This essay is one of a series of “Participant Observations” on the removal of the Samuel Morton Cranial Collection from public display and legacies of scientific racism in museums. Read more reflections from this series here.
Physical anthropology began as a science of skulls. As the Italian practitioner Giuseppi Sergi put it in 1893, “The skull chiefly furnishes the characters of classification; it shows the external shape of the brain, the most important and the highest organ of man; the skull is the means of the classification of the brain.”[1]
Phrenology, on the other hand, is remembered as a pseudo-science of skulls, entirely distinct from a true science of skulls.
In the early 19th century, pioneer physical anthropologists like Samuel George Morton and James Cowles Prichard could find a space of legitimacy for phrenology as well. Both physical anthropology and phrenology appealed to the material basis of thought in the brain as validation for their claims. They shared the philosophical attraction of materialist monism—that is to say, that thoughts are the products of nothing but the brain, and there is no ultimate separation between mind and matter. This is hardly a controversial position today, but it aligned one with intellectual radicals in the mid-19th century.
Further, both appealed to the same cutting-edge science of comparative anatomy for validation as well, sometimes inappropriately. On the “pseudo-scientific” end, a phrenologist could casually misrepresent a dog skull as that of a monkey (Fig. 1), an error of almost unfathomable incompetence, given the subject matter. And on the other hand, mental materialist and Darwinian champion Thomas Huxley could invoke the intermediacy of the African brain in between the European and the ape, as an argument for evolutionary continuity,[2] an error of greater subtlety, but greater consequence, if science is to be taken as relevant to a conversation about human equality.

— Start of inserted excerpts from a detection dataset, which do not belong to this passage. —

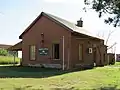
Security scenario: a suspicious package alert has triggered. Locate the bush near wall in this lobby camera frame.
[0,56,20,65]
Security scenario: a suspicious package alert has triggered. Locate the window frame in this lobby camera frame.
[78,44,83,61]
[29,45,36,61]
[52,43,60,60]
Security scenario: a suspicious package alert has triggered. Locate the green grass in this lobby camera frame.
[0,65,120,90]
[0,56,20,65]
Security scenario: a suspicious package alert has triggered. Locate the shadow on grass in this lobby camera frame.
[11,85,120,90]
[95,85,117,90]
[0,66,93,78]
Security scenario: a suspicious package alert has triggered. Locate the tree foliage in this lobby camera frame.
[84,0,120,27]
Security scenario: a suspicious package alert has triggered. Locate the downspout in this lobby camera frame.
[62,36,65,70]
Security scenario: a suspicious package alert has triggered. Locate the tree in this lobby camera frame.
[84,0,120,27]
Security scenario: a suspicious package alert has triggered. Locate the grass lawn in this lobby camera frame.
[0,56,20,65]
[0,63,120,90]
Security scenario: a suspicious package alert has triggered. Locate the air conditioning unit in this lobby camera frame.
[88,48,92,53]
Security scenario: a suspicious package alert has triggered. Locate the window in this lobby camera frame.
[79,44,83,60]
[53,44,60,59]
[30,45,35,60]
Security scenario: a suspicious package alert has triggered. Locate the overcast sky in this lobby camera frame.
[0,0,120,53]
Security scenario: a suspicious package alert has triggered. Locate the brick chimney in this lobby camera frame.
[77,18,83,27]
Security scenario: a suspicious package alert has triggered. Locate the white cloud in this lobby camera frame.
[44,0,65,3]
[44,0,84,5]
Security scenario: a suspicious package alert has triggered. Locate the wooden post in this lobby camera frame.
[13,51,16,66]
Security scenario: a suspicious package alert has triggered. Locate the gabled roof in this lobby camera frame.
[7,41,22,51]
[0,44,12,49]
[19,12,101,39]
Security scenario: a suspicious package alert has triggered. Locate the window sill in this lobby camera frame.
[53,59,60,61]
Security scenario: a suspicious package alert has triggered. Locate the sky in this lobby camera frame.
[0,0,120,53]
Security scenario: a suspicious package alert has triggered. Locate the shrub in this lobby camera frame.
[0,49,8,56]
[0,56,20,64]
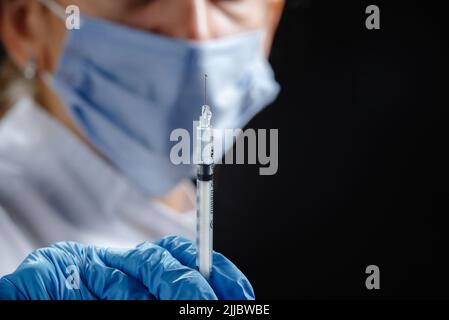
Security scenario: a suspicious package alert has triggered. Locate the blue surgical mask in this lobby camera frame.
[39,0,279,196]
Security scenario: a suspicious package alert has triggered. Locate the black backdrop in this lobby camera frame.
[215,0,449,299]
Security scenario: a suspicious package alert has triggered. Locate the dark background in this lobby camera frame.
[214,0,449,299]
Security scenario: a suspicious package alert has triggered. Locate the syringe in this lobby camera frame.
[196,105,214,279]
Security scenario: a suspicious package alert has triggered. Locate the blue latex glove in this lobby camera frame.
[0,237,254,300]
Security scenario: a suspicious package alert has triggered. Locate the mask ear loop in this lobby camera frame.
[23,57,37,81]
[37,0,67,21]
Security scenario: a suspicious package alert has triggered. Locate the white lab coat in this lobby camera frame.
[0,99,195,276]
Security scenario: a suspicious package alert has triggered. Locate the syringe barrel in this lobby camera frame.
[197,180,213,279]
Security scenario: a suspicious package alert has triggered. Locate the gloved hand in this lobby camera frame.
[0,237,254,300]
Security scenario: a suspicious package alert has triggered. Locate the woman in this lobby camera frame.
[0,0,283,298]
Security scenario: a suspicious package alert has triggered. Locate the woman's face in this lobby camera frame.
[0,0,284,71]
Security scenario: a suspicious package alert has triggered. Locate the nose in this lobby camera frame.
[178,0,212,41]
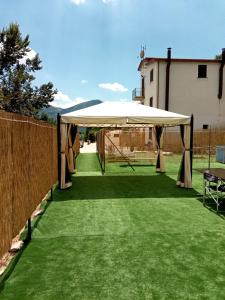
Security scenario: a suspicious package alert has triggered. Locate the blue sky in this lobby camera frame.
[0,0,225,107]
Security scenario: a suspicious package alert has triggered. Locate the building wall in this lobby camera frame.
[141,62,225,129]
[140,63,158,107]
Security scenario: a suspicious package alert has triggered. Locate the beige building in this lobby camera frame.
[133,48,225,129]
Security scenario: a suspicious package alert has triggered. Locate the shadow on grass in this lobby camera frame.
[54,174,199,201]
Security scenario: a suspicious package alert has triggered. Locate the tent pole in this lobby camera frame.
[57,114,62,189]
[190,114,194,177]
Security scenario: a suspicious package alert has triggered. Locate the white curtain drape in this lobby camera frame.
[154,126,165,173]
[177,125,192,188]
[60,123,72,189]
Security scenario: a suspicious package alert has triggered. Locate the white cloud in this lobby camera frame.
[70,0,86,5]
[50,91,88,108]
[81,79,88,84]
[98,82,128,92]
[20,48,37,64]
[102,0,114,4]
[119,98,132,102]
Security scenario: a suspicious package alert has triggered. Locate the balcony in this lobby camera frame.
[132,88,145,102]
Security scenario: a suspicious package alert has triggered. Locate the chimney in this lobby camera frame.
[167,48,171,60]
[221,48,225,62]
[217,48,225,100]
[165,48,171,111]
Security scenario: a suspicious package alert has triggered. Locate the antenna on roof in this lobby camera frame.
[140,45,146,59]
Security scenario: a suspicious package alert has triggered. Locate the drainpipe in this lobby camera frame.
[165,48,171,110]
[217,48,225,99]
[156,61,159,108]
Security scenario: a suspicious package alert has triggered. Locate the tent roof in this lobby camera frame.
[61,102,190,127]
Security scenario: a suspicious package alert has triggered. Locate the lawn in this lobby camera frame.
[0,154,225,300]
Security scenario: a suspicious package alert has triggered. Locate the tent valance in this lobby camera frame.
[61,102,190,127]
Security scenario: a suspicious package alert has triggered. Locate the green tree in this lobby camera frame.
[0,23,57,117]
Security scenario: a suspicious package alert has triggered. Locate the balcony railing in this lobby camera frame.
[132,88,145,100]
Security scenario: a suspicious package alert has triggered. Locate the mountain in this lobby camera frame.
[41,99,102,120]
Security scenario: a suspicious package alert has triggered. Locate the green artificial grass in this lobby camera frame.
[0,154,225,300]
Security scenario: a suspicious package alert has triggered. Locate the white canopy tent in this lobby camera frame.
[61,102,190,127]
[58,102,193,189]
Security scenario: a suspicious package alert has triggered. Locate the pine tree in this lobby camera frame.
[0,23,57,116]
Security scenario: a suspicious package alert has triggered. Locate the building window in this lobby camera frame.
[149,97,153,107]
[198,65,207,78]
[150,69,154,82]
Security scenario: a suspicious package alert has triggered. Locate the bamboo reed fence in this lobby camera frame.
[163,128,225,155]
[0,111,58,256]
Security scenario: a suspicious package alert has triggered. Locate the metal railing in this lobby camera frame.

The phrenologist examined a skull to identify aspects of individual personality: amativeness, self-esteem, mirthfulness, etc. The physical anthropologist examined a skull to identify aspects of its ancestry. Both ambitions were mythological. Thus, Armand de Quatrefages (1872) could re-fight the Franco-Prussian War under the banner of science, and deny the essential Germanness of the Prussians: “In reality, from an anthropological point of view, Prussia is almost entirely a foreigner to Germany.”[3] There was certainly plenty of baloney in both phrenology and physical anthropology.
Phrenology was allied with physiognomy, reading the individual personality from the contours of the face; while physical anthropology allied itself more closely with ethnology, examining heads along with the other exotic materials from diverse peoples. There remained, nevertheless, an underlying motivation among prominent early 20th century physical anthropologists to try and link up, in some sort of deterministic fashion, what people looked like with how they thought. This is, obviously, a core assumption of crude scientific racism, but was present in more subtle forms as well.
In particular, it was manifested after World War II in the Harvard physical anthropologist Earnest Hooton’s sponsorship and promotion of the somatological studies of psychologist William H. Sheldon. Sheldon tried for decades to document associations between body form and personality, under the aegis of Hooton.[4] Facing a furious backlash from his doctoral students, Hooton wrote despairingly to his former student Sherwood Washburn, who responded,
To put the matter bluntly, none of your pupils think that you are at all a fascist. But, anyone reading Sheldon’s last book, taking the last 100 pages for what they say, and then hearing that you believe in Sheldon’s system, might call you a fascist with some justification. What we need is the separation of the sane study of body-build from Sheldon’s system.[5]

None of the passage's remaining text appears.